The current issue is in the last mutate(). I cannot figure out how to refer to the names which is a name injection in previous lines of the same function. For example, "n_{{numsuffix}}" is a data variable derived from summarise(). When I need to refer to this data variable later in the last mutate(), it now is not on LHS of :=, but the RHS of :=.

Any advice or guidance is appreciated. How to refer to the previous name injection as a data variable later in the same user-defined function?

I have tried .data[[]], embracing {{ }}, !!enquo. All end with errors.
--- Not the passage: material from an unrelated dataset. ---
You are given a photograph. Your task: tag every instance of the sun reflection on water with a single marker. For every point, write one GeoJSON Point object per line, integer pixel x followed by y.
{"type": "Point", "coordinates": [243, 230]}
Sample numerator data - dcdata

structure(list(STUDY = c("A", "B", "A", "A", "A", "A", "A", "B", 
"B", "A", "A", "A", "B", "A", "B", "A", "A", "B", "A", "B"), 
    SITE = c("0187", "086108", "4603", "4304", "8617", "3205", 
    "0713", "086124", "086048", "6140", "0186", "4407", "086344", 
    "4413", "061027", "4115", "3403", "086009", "8618", "086020"
    ), n_dc_bydp_ym = c(0, 0, 0, 0, 0, 0, 1, 0, 0, 2, 0, 1, 1, 
    0, 0, 0, 0, 0, 1, 2)), row.names = c(NA, -20L), class = c("tbl_df", 
"tbl", "data.frame"))

Sample denominator data -- pgdata

structure(list(STUDY = c("A", "A", "A", "A", "A", "A", "A", "A", 
"A", "A", "A", "A", "A", "B", "B", "B", "B", "B", "B", "B"), 
    SITE = c("0186", "0187", "0713", "3205", "3403", "4115", 
    "4304", "4407", "4413", "4603", "6140", "8617", "8618", "061027", 
    "086009", "086020", "086048", "086108", "086124", "086344"
    ), n_pg_byss = c(2705L, 371L, 1495L, 404L, 1357L, 2089L, 
    456L, 886L, 830L, 5034L, 912L, 1739L, 1991L, 60L, 18L, 858L, 
    666L, 759L, 28L, 171L)), row.names = c(NA, -20L), class = c("tbl_df", 
"tbl", "data.frame"))

Test

test_ratiofun <- compute_ratio(numerator = dcdata,
                               denominator = pgdata,
                               bygroup = c('STUDY', 'SITE'),
                               nbydp = n_dc_bydp_ym,
                               numsuffix = dc_byss,
                               denosuffix = pg_byss)


Solution

  • Maybe theres a less convoluted way, but seems to work for what you want

    library(tidyverse)
    library(rlang)
    library(glue)
    myfunc <- function(x,numsuffix,denosuffix){
      
      n_text <- as.character(glue("n_{as_name(enquo(numsuffix))}"))
      
      group_by(x,
               Species) |>
        summarise("{n_text}":= sum(Petal.Length, na.rm = TRUE)) %>%
        dplyr::ungroup() |> 
        mutate(
       "cum_n_{{denosuffix}}" := cumsum(!!sym(n_text)))
    }
    
    myfunc(iris,whatever,also)
    
    # A tibble: 3 × 3
      Species    n_whatever cum_n_also
      <fct>           <dbl>      <dbl>
    1 setosa           73.1       73.1
    2 versicolor      213        286. 
    3 virginica       278.       564.